Fig. 3 Analysis of potential single mutants based on the change in Gibbs free energy (ΔΔG).

Activity and thermostability screening of single site mutants

The 54 predicted mutants were constructed and expressed, and most of them exhibited good soluble expression levels similar to that of the wild-type. Only mutants A65F, E67R, Q106M, and Q107L showed low soluble expression, which may result from the incorrect folding of the protein. Subsequently, the mutants were purified to characterize their activity and thermostability (Fig. S1).
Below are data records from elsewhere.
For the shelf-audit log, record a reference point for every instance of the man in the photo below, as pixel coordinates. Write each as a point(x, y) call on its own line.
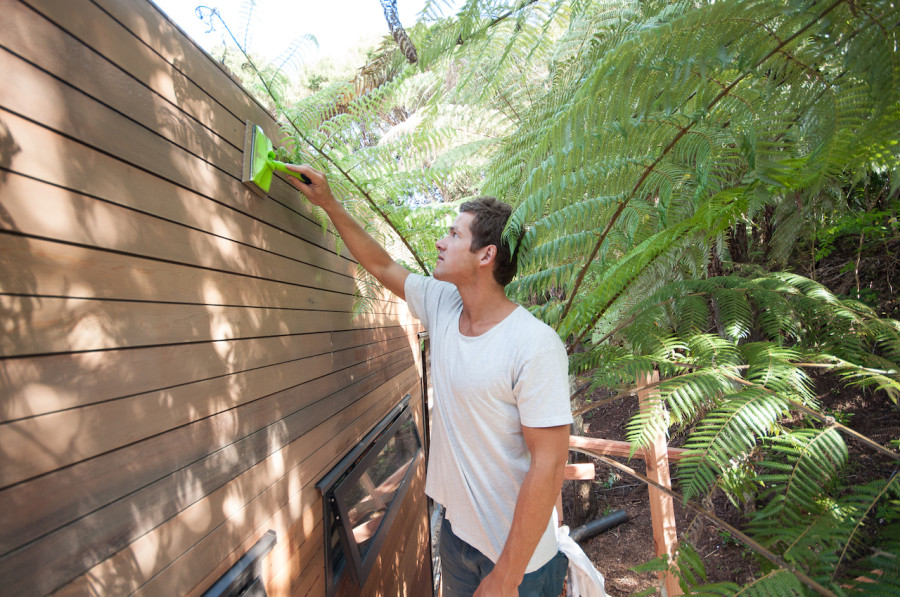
point(500, 432)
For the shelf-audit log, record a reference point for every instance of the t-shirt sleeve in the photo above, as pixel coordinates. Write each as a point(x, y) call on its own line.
point(542, 385)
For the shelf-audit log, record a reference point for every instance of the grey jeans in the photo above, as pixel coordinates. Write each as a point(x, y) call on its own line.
point(463, 567)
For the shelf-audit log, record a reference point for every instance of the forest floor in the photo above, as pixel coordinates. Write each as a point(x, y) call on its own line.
point(616, 551)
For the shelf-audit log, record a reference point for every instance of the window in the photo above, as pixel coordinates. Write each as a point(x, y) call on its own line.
point(362, 494)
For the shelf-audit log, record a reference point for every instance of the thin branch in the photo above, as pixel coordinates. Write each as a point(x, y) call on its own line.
point(861, 518)
point(758, 548)
point(822, 418)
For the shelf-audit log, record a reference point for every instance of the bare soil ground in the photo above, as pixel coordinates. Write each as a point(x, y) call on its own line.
point(616, 551)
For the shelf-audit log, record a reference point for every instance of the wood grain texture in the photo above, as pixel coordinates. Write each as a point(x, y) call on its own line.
point(179, 362)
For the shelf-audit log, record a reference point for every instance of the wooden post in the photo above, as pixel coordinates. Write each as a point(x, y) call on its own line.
point(662, 506)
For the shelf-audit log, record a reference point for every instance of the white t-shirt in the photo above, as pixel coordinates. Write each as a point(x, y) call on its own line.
point(485, 389)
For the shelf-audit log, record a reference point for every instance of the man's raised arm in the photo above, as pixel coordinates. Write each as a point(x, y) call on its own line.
point(363, 247)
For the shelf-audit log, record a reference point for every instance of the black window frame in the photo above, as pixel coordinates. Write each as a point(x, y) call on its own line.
point(345, 474)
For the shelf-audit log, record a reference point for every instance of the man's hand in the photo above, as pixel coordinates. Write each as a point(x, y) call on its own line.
point(317, 191)
point(363, 247)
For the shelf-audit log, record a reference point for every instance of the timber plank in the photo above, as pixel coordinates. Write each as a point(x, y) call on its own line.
point(41, 325)
point(95, 75)
point(42, 42)
point(40, 385)
point(395, 569)
point(37, 267)
point(143, 42)
point(45, 565)
point(178, 535)
point(109, 425)
point(238, 215)
point(38, 96)
point(38, 209)
point(59, 498)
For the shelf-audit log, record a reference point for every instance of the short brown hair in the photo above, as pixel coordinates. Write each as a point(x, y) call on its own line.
point(490, 219)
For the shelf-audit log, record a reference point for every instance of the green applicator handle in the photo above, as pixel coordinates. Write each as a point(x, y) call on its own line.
point(282, 167)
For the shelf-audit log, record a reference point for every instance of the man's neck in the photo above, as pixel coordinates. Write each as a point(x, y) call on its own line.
point(484, 306)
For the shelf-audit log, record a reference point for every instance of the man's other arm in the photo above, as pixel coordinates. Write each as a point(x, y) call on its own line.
point(363, 247)
point(549, 447)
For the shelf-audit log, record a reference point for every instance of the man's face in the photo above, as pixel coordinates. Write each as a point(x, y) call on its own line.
point(456, 263)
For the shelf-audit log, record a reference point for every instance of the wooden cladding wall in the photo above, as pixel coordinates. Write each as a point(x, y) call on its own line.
point(178, 360)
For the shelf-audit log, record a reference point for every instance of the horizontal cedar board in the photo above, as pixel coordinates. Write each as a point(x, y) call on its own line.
point(311, 580)
point(239, 216)
point(60, 497)
point(213, 548)
point(30, 35)
point(284, 472)
point(37, 267)
point(138, 523)
point(38, 445)
point(71, 60)
point(138, 39)
point(39, 97)
point(39, 209)
point(40, 385)
point(45, 325)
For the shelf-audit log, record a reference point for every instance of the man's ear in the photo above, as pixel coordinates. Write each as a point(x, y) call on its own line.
point(489, 253)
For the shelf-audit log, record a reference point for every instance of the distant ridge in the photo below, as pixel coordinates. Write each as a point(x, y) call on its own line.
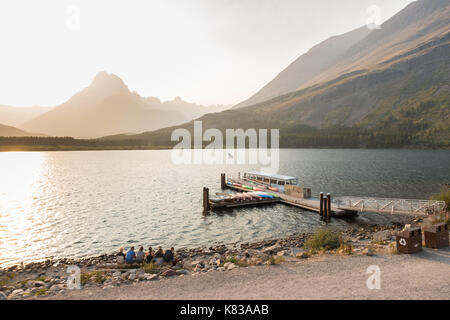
point(108, 107)
point(391, 86)
point(8, 131)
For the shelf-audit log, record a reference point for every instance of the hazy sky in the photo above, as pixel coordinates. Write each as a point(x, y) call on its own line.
point(206, 51)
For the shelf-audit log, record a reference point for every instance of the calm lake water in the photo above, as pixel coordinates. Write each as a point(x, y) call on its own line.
point(73, 204)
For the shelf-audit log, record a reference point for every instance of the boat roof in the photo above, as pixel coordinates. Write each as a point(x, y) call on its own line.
point(275, 176)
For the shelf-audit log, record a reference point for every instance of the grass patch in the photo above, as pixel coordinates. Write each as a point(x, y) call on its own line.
point(323, 240)
point(152, 268)
point(41, 292)
point(276, 260)
point(94, 276)
point(6, 278)
point(231, 259)
point(346, 248)
point(444, 195)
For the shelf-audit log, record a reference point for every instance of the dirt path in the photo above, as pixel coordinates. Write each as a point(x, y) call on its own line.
point(421, 276)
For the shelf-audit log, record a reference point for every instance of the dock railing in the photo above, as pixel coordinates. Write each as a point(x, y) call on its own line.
point(387, 205)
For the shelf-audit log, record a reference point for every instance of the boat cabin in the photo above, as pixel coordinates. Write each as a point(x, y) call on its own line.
point(287, 184)
point(270, 179)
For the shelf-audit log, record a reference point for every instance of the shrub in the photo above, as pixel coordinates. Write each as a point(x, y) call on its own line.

The results of the activity assay (Fig. 4A) show that 43 of the mutants could maintain ≥80% relative activity. Then, they were incubated at 40 °C for 2 h to determine the residual activity (Fig. 4B). As a result, A20P, A62M, A140F, H191L, T206F, S227P, D243A, S304I, and S304 retained more than 50% of the initial activity, while the wild-type and the other mutants were completely inactive (Fig. S2). To explore the possible synergistic effect on thermostability enhancement, the nine single-site mutants were then subjected to combinatorial mutagenesis.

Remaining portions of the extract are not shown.